Given scarberiankhatru's membership in SOS, do you need an answer?
I have nothing to do with SOS, twerp. It's not the plan I'd build.
Your forgetting that David Miller campaigned on exapnding surface LRT in 2006; and explicity discussed LRT instead of subway on Sheppard East during the election. Isn't a mayoral election exactly the place to debate it?
The Waterfront West LRT was discussed long before Transit City, and the Don Mills EA started in ... what ... 2002? 2003? Eglinton isn't exactly a new concept. The election was in fall 2006; after being re-elected on this issue, he moved in early 2007 to start the process. Would you have preferred he would have simply have studied it for five years, and built nothing?
You're.
Studied
what for five years? What a stupid statement. No, I'd rather they study "it" for 10 years and then build nothing.
Why would nothing have been built? Even if we ended up with only half the funding that was announced, that could build an entirely different set of projects. Jane sure could have used more analysis than drawing a line on a map through priority neighbourhoods, and resources could have expended elsewhere, including places where LRT makes sense without multi-billion dollar tunnels. Why Sheppard and not one continuous line across Finch? Why Morningside and not Wilson? Because politicians chose them. Even if a plan to "give LRT a chance" simply
had to get built, there were easier and more suitable places for LRT lines that would have helped just as many people and done as much for the city. We didn't get this debate then and we're not getting it now. A plan that made sense from the start might not be getting ripped to shreds today by budget fiascos and electoral politics.

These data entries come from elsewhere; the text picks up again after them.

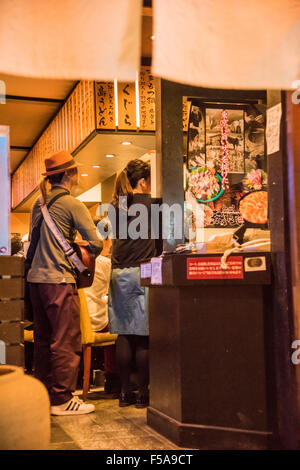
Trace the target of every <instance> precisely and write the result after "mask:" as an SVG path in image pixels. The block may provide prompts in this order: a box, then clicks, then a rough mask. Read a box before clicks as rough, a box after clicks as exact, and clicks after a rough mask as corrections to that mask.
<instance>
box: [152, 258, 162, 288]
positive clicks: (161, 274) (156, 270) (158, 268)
mask: <svg viewBox="0 0 300 470" xmlns="http://www.w3.org/2000/svg"><path fill="white" fill-rule="evenodd" d="M151 271H152V272H151V284H162V274H161V271H162V258H152V260H151Z"/></svg>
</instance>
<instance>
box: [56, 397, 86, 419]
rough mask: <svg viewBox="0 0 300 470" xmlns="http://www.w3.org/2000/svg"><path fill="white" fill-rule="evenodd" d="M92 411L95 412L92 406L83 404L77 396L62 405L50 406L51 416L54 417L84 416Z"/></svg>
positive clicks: (85, 404) (71, 398)
mask: <svg viewBox="0 0 300 470" xmlns="http://www.w3.org/2000/svg"><path fill="white" fill-rule="evenodd" d="M93 411H95V406H94V405H91V404H88V403H84V402H83V401H82V400H80V398H78V397H77V396H74V397H73V398H71V400H69V401H67V402H66V403H63V404H62V405H57V406H51V414H52V415H55V416H69V415H84V414H87V413H92V412H93Z"/></svg>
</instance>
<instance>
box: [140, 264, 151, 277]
mask: <svg viewBox="0 0 300 470" xmlns="http://www.w3.org/2000/svg"><path fill="white" fill-rule="evenodd" d="M151 272H152V270H151V263H144V264H141V279H145V278H147V277H151Z"/></svg>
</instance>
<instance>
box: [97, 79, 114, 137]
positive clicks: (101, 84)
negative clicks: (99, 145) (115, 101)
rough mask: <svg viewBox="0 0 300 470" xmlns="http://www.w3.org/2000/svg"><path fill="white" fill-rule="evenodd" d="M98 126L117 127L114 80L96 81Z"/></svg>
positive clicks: (97, 123)
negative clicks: (114, 88)
mask: <svg viewBox="0 0 300 470" xmlns="http://www.w3.org/2000/svg"><path fill="white" fill-rule="evenodd" d="M95 95H96V127H97V129H114V128H115V99H114V84H113V82H96V83H95Z"/></svg>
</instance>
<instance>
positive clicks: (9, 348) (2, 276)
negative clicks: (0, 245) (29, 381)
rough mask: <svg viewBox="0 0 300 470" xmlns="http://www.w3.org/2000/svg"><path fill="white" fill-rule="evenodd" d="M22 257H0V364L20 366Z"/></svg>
mask: <svg viewBox="0 0 300 470" xmlns="http://www.w3.org/2000/svg"><path fill="white" fill-rule="evenodd" d="M24 287H25V286H24V258H23V257H19V256H0V364H12V365H16V366H24Z"/></svg>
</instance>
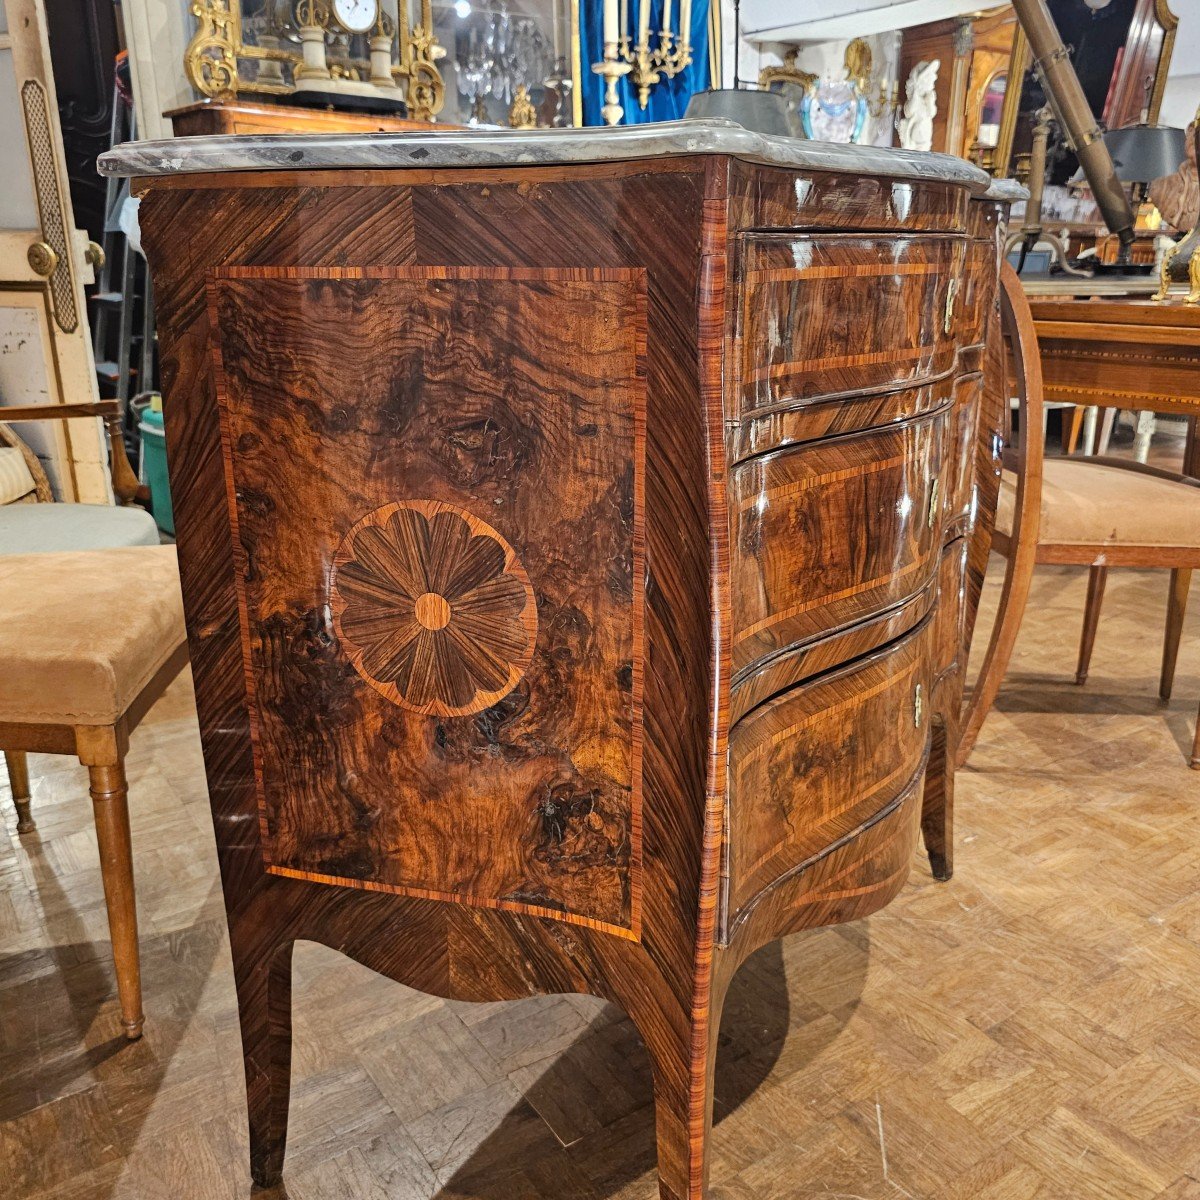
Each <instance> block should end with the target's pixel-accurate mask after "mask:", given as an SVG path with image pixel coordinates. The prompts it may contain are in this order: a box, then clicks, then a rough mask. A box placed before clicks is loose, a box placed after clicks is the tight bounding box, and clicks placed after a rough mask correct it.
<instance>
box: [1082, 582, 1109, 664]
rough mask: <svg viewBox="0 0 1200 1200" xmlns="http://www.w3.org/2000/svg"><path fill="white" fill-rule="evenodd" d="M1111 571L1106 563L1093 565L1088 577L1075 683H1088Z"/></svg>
mask: <svg viewBox="0 0 1200 1200" xmlns="http://www.w3.org/2000/svg"><path fill="white" fill-rule="evenodd" d="M1108 577H1109V569H1108V566H1105V565H1104V563H1093V564H1092V566H1091V570H1090V571H1088V575H1087V605H1086V606H1085V608H1084V632H1082V635H1081V636H1080V640H1079V666H1076V667H1075V683H1078V684H1085V683H1087V668H1088V667H1090V666H1091V662H1092V647H1093V646H1094V644H1096V626H1097V625H1099V623H1100V605H1103V604H1104V584H1105V582H1106V581H1108Z"/></svg>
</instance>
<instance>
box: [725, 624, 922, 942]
mask: <svg viewBox="0 0 1200 1200" xmlns="http://www.w3.org/2000/svg"><path fill="white" fill-rule="evenodd" d="M931 632H932V626H931V625H930V624H929V623H928V622H926V623H924V624H923V625H920V626H919V628H918V629H917V630H914V631H913V632H912V634H910V635H907V636H906V637H904V638H901V640H900V641H899V642H894V643H892V644H890V646H888V647H887V648H884V649H882V650H880V652H877V653H876V654H871V655H868V656H866V658H864V659H859V660H858V661H857V662H854V664H853V665H851V666H848V667H842V668H840V670H835V671H832V672H829V673H828V674H824V676H821V677H818V678H817V679H815V680H814V682H811V683H808V684H805V685H803V686H800V688H797V689H794V690H792V691H790V692H785V694H784V695H782V696H780V697H778V698H775V700H772V701H768V702H767V703H766V704H761V706H760V707H758V708H756V709H755V710H754V712H752V713H750V714H749V715H748V716H745V718H744V719H743V720H742V721H739V722H738V724H737V725H736V726H734V727H733V730H732V732H731V733H730V800H728V814H730V816H728V826H730V840H728V856H730V881H728V884H730V893H728V906H727V912H728V914H730V926H731V928H732V926H733V925H736V924H737V920H738V917H739V914H744V913H746V911H748V910H750V908H752V907H754V905H756V904H757V902H758V900H760V899H762V894H763V893H764V892H767V890H769V889H770V888H772V887H773V886H776V884H778V883H779V881H780V880H787V878H790V877H792V876H796V875H799V874H802V872H805V871H808V872H811V875H812V876H814V877H818V876H820V868H818V866H817V863H818V862H820V859H822V858H823V857H824V856H826V854H827V853H828V852H829V851H830V850H832V848H833V847H835V846H838V845H839V844H840V842H841V841H842V840H845V839H847V838H851V836H853V835H854V834H856V833H857V832H858V830H860V829H862V828H863V827H864V826H869V824H871V823H872V822H875V821H877V820H880V818H881V817H882V816H883V815H886V814H888V812H890V811H892V809H893V808H894V806H895V805H896V804H898V803H899V802H900V800H901V799H902V798H904V796H906V794H907V793H908V791H910V790H911V787H912V785H913V781H914V779H916V778H917V776H918V775H919V773H920V772H922V769H923V764H924V755H925V744H926V733H928V728H929V714H930V704H929V700H930V696H929V685H930V682H931V676H930V666H929V656H930V649H931V646H930V642H931Z"/></svg>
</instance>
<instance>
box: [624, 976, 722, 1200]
mask: <svg viewBox="0 0 1200 1200" xmlns="http://www.w3.org/2000/svg"><path fill="white" fill-rule="evenodd" d="M644 997H647V998H643V997H638V998H636V1000H635V998H634V997H624V998H623V1003H622V1007H623V1008H624V1009H625V1012H626V1013H628V1014H629V1018H630V1020H631V1021H632V1022H634V1025H635V1026H636V1027H637V1031H638V1033H641V1036H642V1042H643V1043H644V1045H646V1049H647V1051H648V1054H649V1057H650V1067H652V1070H653V1075H654V1127H655V1139H656V1144H658V1158H659V1200H703V1198H704V1196H707V1195H708V1164H709V1144H710V1141H712V1133H713V1085H714V1079H715V1067H716V1042H718V1033H719V1031H720V1025H721V1009H722V1007H724V986H722V985H721V984H719V983H718V982H716V980H715V979H714V982H713V991H712V997H710V1007H709V1012H708V1026H707V1030H708V1032H707V1037H696V1036H695V1031H694V1030H692V1027H691V1026H690V1024H689V1022H688V1021H686V1019H685V1018H680V1016H677V1019H676V1020H674V1021H672V1020H671V1019H670V1018H668V1016H667V1014H666V1013H665V1012H664V1009H662V1008H661V1007H660V1006H659V1004H655V1003H654V1002H653V1000H650V998H649V997H653V990H652V989H647V991H646V994H644Z"/></svg>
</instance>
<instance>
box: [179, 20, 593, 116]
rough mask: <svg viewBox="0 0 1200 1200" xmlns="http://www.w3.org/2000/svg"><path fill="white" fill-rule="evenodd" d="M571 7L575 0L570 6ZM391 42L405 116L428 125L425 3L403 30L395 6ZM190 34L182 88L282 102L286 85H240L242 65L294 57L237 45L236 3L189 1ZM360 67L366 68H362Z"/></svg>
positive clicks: (430, 30) (394, 69)
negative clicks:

There's a difference between throwing out some ideas during an election and having a plan pop up without public input that even surprised some people that work for the city. There's maybe 10 people today who know what Miller said during the election without needing to search google for evidence (and a city-wide scheme that stated what was to be built, and where, and when, and for what reasons was not at stake then), but you'll surely respond with "well, people should have been paying attention to theoretical musings." If he had presented the Transit City plan a year earlier, maybe it would have been an actual election issue.
Even as late as 2007, The Don Mills EA was a study asking questions about what was needed on Don Mills, not a study to formulaically justify a decision already made.